Tevreden en genietend. Alles wat nodig is en weinig reden tot klagen. Een huis vol glimmende gadgets en een druk sociaal leven. Dat geldt voor ons en de meeste van onze landgenoten. En hoewel we allemaal gelijk zijn, zijn bepaalde groepen iets meer gelijk dan anderen. Waar bijvoorbeeld hulpbehoevende bejaarden door bezuinigingen niet de zorg krijgen die ze verdienen, worden kinderen en jongeren extra in de watten gelegd. De trots van ouders, oh zo gewenst. Bovendien onze toekomst. Daar gaan we niet op korten, nee, we beschermen ze, juichen ze toe en doen er alles aan om ze te laten genieten en te zorgen dat ze succesvol worden.

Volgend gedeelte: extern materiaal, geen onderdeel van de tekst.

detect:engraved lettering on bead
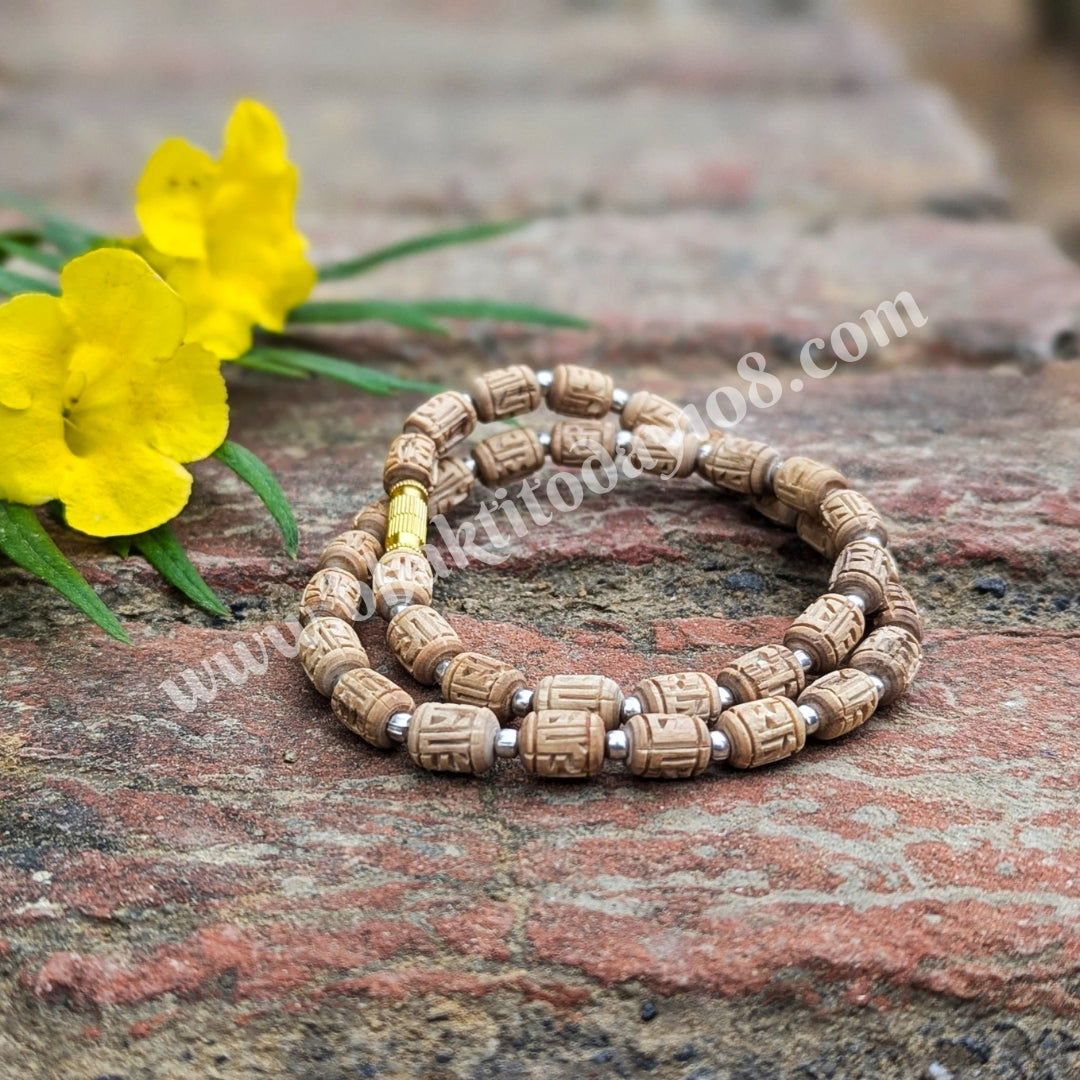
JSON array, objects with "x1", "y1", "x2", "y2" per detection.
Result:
[
  {"x1": 511, "y1": 687, "x2": 535, "y2": 718},
  {"x1": 798, "y1": 704, "x2": 820, "y2": 734},
  {"x1": 606, "y1": 729, "x2": 629, "y2": 760},
  {"x1": 495, "y1": 728, "x2": 519, "y2": 759},
  {"x1": 709, "y1": 729, "x2": 731, "y2": 763},
  {"x1": 620, "y1": 695, "x2": 644, "y2": 721},
  {"x1": 387, "y1": 712, "x2": 412, "y2": 743}
]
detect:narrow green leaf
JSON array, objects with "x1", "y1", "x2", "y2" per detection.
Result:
[
  {"x1": 0, "y1": 501, "x2": 130, "y2": 643},
  {"x1": 317, "y1": 220, "x2": 528, "y2": 281},
  {"x1": 130, "y1": 523, "x2": 230, "y2": 617},
  {"x1": 213, "y1": 439, "x2": 299, "y2": 558},
  {"x1": 0, "y1": 190, "x2": 104, "y2": 257},
  {"x1": 408, "y1": 299, "x2": 590, "y2": 329},
  {"x1": 0, "y1": 229, "x2": 42, "y2": 264},
  {"x1": 245, "y1": 347, "x2": 443, "y2": 396},
  {"x1": 0, "y1": 267, "x2": 60, "y2": 297},
  {"x1": 232, "y1": 351, "x2": 309, "y2": 378},
  {"x1": 288, "y1": 299, "x2": 451, "y2": 336},
  {"x1": 0, "y1": 236, "x2": 65, "y2": 273}
]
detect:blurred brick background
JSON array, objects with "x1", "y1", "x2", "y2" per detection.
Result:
[{"x1": 1, "y1": 1, "x2": 1079, "y2": 1077}]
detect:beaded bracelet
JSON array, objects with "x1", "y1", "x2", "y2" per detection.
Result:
[{"x1": 297, "y1": 363, "x2": 923, "y2": 780}]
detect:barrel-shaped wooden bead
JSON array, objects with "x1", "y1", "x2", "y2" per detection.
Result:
[
  {"x1": 317, "y1": 530, "x2": 382, "y2": 583},
  {"x1": 799, "y1": 668, "x2": 880, "y2": 741},
  {"x1": 353, "y1": 497, "x2": 389, "y2": 539},
  {"x1": 300, "y1": 568, "x2": 364, "y2": 625},
  {"x1": 773, "y1": 457, "x2": 848, "y2": 515},
  {"x1": 718, "y1": 696, "x2": 806, "y2": 769},
  {"x1": 630, "y1": 424, "x2": 699, "y2": 479},
  {"x1": 624, "y1": 713, "x2": 712, "y2": 779},
  {"x1": 298, "y1": 616, "x2": 369, "y2": 697},
  {"x1": 869, "y1": 581, "x2": 924, "y2": 642},
  {"x1": 848, "y1": 626, "x2": 922, "y2": 706},
  {"x1": 403, "y1": 391, "x2": 477, "y2": 453},
  {"x1": 635, "y1": 671, "x2": 723, "y2": 724},
  {"x1": 716, "y1": 644, "x2": 806, "y2": 704},
  {"x1": 386, "y1": 606, "x2": 463, "y2": 684},
  {"x1": 331, "y1": 667, "x2": 414, "y2": 749},
  {"x1": 751, "y1": 493, "x2": 800, "y2": 528},
  {"x1": 406, "y1": 702, "x2": 499, "y2": 774},
  {"x1": 441, "y1": 652, "x2": 527, "y2": 720},
  {"x1": 796, "y1": 513, "x2": 839, "y2": 559},
  {"x1": 829, "y1": 540, "x2": 892, "y2": 613},
  {"x1": 519, "y1": 709, "x2": 606, "y2": 778},
  {"x1": 472, "y1": 428, "x2": 546, "y2": 488},
  {"x1": 620, "y1": 391, "x2": 690, "y2": 431},
  {"x1": 820, "y1": 489, "x2": 888, "y2": 548},
  {"x1": 783, "y1": 593, "x2": 865, "y2": 673},
  {"x1": 373, "y1": 550, "x2": 435, "y2": 619},
  {"x1": 549, "y1": 418, "x2": 618, "y2": 467},
  {"x1": 383, "y1": 433, "x2": 438, "y2": 493},
  {"x1": 427, "y1": 456, "x2": 477, "y2": 518},
  {"x1": 535, "y1": 674, "x2": 623, "y2": 730},
  {"x1": 696, "y1": 434, "x2": 780, "y2": 495},
  {"x1": 547, "y1": 364, "x2": 614, "y2": 418},
  {"x1": 470, "y1": 365, "x2": 542, "y2": 422}
]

Bij het begrip ‘de jeugd van tegenwoordig’ denken we tegenwoordig aan een taalvaardige rapformatie en niet aan opgeschoten tuig dat alleen maar in de weg loopt (de veelgebruikte quote van Aristoteles over een opvliegende, tiranniserende jeugd met slechte manieren heeft na honderden jaren eindelijk z'n beste tijd gehad). Wat niet betekent dat jongeren allemaal enorm gemotiveerde ‘Einsteins’ zijn. Sowieso heeft het woord ‘allemaal’ weinig betekenis, omdat dé jongere niet bestaat. Wie een stagiaire in dienst had die niet aan de hoge verwachtingen voldeed of wie een zoon/dochter heeft die niet op wedstrijdniveau aan vijf hobby’s en sporten tegelijkertijd doet, hoeft zich geen zorgen te maken. Uitzonderingen zíjn de regel.
Over het algemeen doen jongeren het goed en hebben ze het goed. Uit een grootschalig onderzoek dat InSites Consulting recentelijk uitvoerde voor Sanoma Media blijkt dat jongeren het positiefst in het leven staan en hun leven het hoogste rapportcijfer geven. Een 7,5 voor geluk is niet mis, maar als we ons best doen moeten we er een 8 van kunnen maken. Marketeers krijgen het advies om positieve emoties op te roepen.
In hun nieuwe boek Love Youth Marketing – binnenkort verkrijgbaar – stellen Jeroen Boschma en Inez Groen dat onze jongeren zich bevinden in de vijfde laag van de behoeftehiërarchie van Maslow. In de comfortabele top van deze piramide zijn ze volop bezig zichzelf te ontplooien en actualiseren, zonder te hoeven rennen voor nog meer bezit en status. Voor marketing betekent dit volgens de auteurs dat het niet meer gaat om de spullen pur sang, maar voor dat wat die voor hen doen: “Producten die helpen om jezelf te vinden, of helpen met elkaar te communiceren of die simpelweg een goed gevoel geven, heel mooi zijn, creatief, heel handig zijn en misschien de wereld leuker maken – die maken een goede kans.”
Meer – van wat dan ook – lijkt nauwelijks een optie, beter (lees: gelukkiger) des te meer. Zijn onze producten, diensten of merken relevant, fraai en duurzaam? Hoe kunnen we het leven nog net een beetje leuker, betekenisvoller of makkelijker maken? Dat zijn vragen die marketeers steeds vaker (moeten) gaan stellen. Als ze de antwoorden gevonden hebben, moeten ze òòk nog gaan bedenken hoe een en ander onder de aandacht te brengen. Maar dat is weer een andere uitdaging.